En cas d’autorisation, un arrêté revient dans le détail sur les modalités de sa déclaration (Arr. 31 déc. 2019,  NOR : ECOT1937237A).

Sont par ailleurs précisées le type de conditions que peut poser comme préalable à une autorisation le ministre de l’Économie (C. mon. et fin., art. L. 151-3, II) : dans le respect du principe de proportionnalité, ces mesures doivent être de nature à :

  • assurer la pérennité et la sécurité, sur le territoire national, des activités énumérées à l'article R. 151-3 exercées par l'entité objet de l'investissement, notamment en veillant à ce que ces activités ne soient pas soumises à la législation d'un État étranger susceptible d'y faire obstacle, ainsi que la protection des informations qui leur sont liées ;
  • à faire obstacle à leur captation ;
  • adapter les modalités d'organisation interne et de gouvernance de l'entité, ainsi que les modalités d'exercice des droits acquis dans l'entité à la faveur de l'investissement ;
  • fixer les modalités d'informations de l'autorité administrative chargée du contrôle.


Avec cette conséquence que « le ministre peut notamment conditionner son autorisation à la cession d'une partie des parts ou actions acquises au capital de l'entité objet de l'investissement ou de tout ou partie d'une branche d'activité énumérée à l'article R. 151-3 exercée par l'entité objet de l'investissement à une entité distincte de l'investisseur et agréée par le ministre ».

Des conditions qui peuvent être révisées, sur demande de l’investisseur (C. mon. et fin., art. R. 151-9).
 

Des pouvoirs de police administrative du ministre renforcés
La loi PACTE est venue élargir le panel des sanctions administratives mobilisables par Bercy pour sanctionner la réalisation d’une opération sans autorisation préalable et le manquement aux conditions assortissant une autorisation (C. mon. et fin., art. L. 151-3-1).

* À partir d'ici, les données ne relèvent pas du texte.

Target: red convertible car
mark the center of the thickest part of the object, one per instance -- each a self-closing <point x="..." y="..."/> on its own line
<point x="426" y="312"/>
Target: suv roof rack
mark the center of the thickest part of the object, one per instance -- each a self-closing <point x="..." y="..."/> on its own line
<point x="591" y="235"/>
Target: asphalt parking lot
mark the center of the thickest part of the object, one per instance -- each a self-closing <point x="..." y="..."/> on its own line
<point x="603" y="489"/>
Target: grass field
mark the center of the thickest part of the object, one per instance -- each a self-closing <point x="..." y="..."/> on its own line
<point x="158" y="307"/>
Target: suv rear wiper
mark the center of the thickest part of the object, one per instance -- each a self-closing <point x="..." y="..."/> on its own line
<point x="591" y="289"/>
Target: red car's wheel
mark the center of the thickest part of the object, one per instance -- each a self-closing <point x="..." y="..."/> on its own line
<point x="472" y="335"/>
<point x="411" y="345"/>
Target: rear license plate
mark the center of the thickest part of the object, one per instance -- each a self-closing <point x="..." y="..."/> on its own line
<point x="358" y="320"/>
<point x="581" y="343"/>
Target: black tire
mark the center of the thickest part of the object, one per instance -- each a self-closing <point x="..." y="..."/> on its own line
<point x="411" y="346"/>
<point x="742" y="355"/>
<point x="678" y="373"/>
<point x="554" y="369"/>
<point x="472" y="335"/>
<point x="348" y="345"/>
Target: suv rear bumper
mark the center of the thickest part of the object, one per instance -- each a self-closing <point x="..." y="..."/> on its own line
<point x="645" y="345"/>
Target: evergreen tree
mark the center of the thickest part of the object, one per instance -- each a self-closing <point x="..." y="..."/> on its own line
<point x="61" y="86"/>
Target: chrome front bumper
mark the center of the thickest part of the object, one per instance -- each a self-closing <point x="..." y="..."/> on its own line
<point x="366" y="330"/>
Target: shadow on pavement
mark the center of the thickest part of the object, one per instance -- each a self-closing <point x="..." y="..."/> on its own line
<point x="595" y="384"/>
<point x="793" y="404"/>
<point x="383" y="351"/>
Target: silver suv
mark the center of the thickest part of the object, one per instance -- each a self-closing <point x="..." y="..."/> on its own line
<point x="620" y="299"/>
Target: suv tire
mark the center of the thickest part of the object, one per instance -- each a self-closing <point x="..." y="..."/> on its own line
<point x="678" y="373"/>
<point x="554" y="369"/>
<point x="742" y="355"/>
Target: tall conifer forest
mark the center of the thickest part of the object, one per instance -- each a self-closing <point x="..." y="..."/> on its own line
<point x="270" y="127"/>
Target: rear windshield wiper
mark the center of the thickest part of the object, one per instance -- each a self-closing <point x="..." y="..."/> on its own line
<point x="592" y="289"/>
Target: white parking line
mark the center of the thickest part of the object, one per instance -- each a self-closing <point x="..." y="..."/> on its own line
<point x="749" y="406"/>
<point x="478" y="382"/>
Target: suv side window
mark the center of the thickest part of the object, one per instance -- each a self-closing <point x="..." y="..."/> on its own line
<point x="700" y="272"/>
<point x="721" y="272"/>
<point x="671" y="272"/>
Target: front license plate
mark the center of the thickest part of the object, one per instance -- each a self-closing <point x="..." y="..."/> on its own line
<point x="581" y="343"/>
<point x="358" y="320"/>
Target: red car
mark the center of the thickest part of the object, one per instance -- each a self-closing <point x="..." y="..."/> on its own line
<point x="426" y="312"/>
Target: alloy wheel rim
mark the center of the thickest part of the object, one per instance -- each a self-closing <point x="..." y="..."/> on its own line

Avec pour objectif d’inciter les investisseurs à davantage respecter la réglementation.
 

Ainsi, lorsqu’une opération a été réalisée sans autorisation préalable, le ministre pourra obtenir le dépôt d’une demande d’autorisation, la modification de l’opération ou le rétablissement de la situation antérieure : « en cas d'urgence, de circonstances exceptionnelles ou d'atteinte imminente à l'ordre public, la sécurité publique ou la défense nationale, le ministre peut prononcer une mesure prévue au I ou II de l'article L. 151-3-1 après avoir mis en demeure l'investisseur de présenter ses observations dans un délai réduit qui ne peut être inférieur à cinq jours ouvrés » (C. mon. et fin., art. R. 151-12).
 

L’incitation à respecter ces injonctions est renforcée par la possibilité pour le ministre de prononcer ces injonctions sous astreinte, sachant que le décret fixe le montant maximal de cette astreinte à 50 000 euros par jour (C. mon. et fin., art. R. 151-14).
 

Afin de prévenir rapidement les risques d’atteinte à l’ordre public, l’article L. 151-3-1 créé par la loi PACTE précise que le ministre a également la possibilité de prendre des mesures conservatoires et de suspendre les droits de vote de l’investisseur, d’empêcher l’investisseur de disposer des actifs ou de percevoir des dividendes et de désigner un mandataire chargé de veiller à la protection des intérêts nationaux (ce mandataire peut faire obstacle à toute décision des organes sociaux de nature à porter atteinte à ces intérêts). Le décret du 31 décembre 2019 vient à ce sujet préciser que « la décision de nomination d'un mandataire prise en application du d du I de l'article L. 151-3-1 précise la durée prévisible de sa mission ainsi que sa rémunération mensuelle, qui tient compte, notamment, de la nature et de l'importance de la mission ».
 

Ce décret est applicable aux demandes déposées à partir du 1er avril 2020.